Listed retail specialist Corio posted a net loss of € 106.4 mln in the first six months of 2013 largely as a result of writedowns on shopping centres earmarked for disposal.

Listed retail specialist Corio posted a net loss of € 106.4 mln in the first six months of 2013 largely as a result of writedowns on shopping centres earmarked for disposal.

This compares with a net profit of €11.7 mln in the first six months of 2012.

The company, which announced its first-half results on Wednesday evening, described 2013 as a transitional year in which the focus would continue to be on operational improvements and turning its shopping centres into Favourite Meeting Places.

As at 30 June, 83% of Corio’s portfolio consisted of Favourite Meeting Places with Traditional Shopping Centres (TRC) marked for disposal accounting for the remainder.

The value of the entire portfolio increased by € 206.6 mln to € 7.3 bn in H1 2013 after accounting for writedowns, acquisitions and investments (€ 464.1 mln) and disposals (€69.3 mln).

Corio aims to sell off its non-strategic shopping centres by 2015. The company’s portfolio is currently spread across the Netherlands (26%), France (24%), Italy (18%), Germany (15%), Spain and Portugal (9%) and Turkey (7%).

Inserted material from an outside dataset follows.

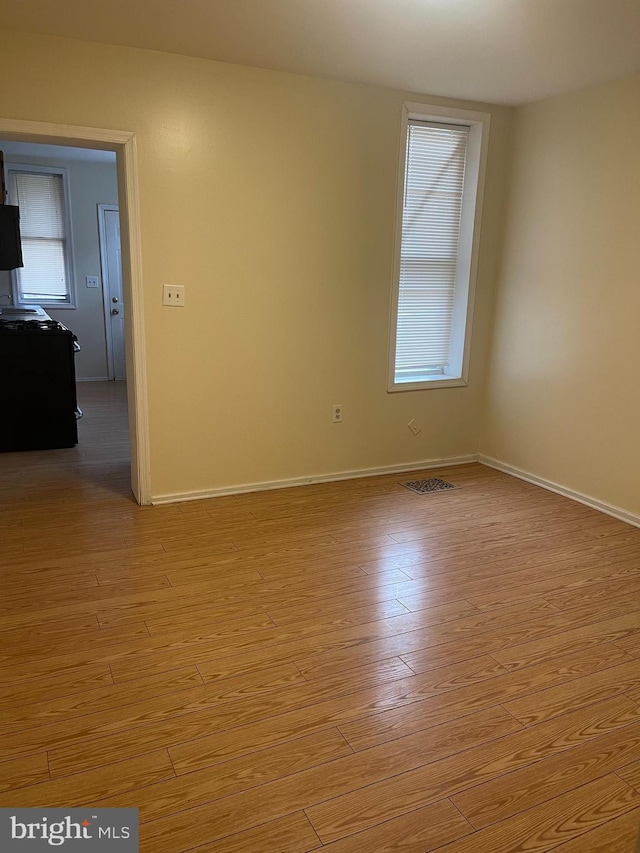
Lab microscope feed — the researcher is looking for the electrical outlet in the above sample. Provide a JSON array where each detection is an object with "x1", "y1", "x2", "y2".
[{"x1": 162, "y1": 284, "x2": 184, "y2": 308}]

Net rental income for Corio’s Favourite Meeting Places rose 4.3% to €176.4 mln from €169.1 mln a year earlier. For the overall net rental income, disposals of TRCs had a negative effect of €10.7 mln.

Direct returns (excluding shopping centres in which Corio has no controlling interest) declined slightly to €130.6 mln from €136.2 mln in the first half of 2012. Indirect returns fell further into the red, coming out at a negative €239 mln against €123.9 mln in the year-earlier period largely as a result of writedowns on the portfolio of €185.4 mln.

Corio expects direct returns for full-year 2013 to come out at between €254 mln and €260 mln, or €2.61-€ 2.66 per share.

Corio said it had sold six assets to different buyers for a total €140 mln by 7 August.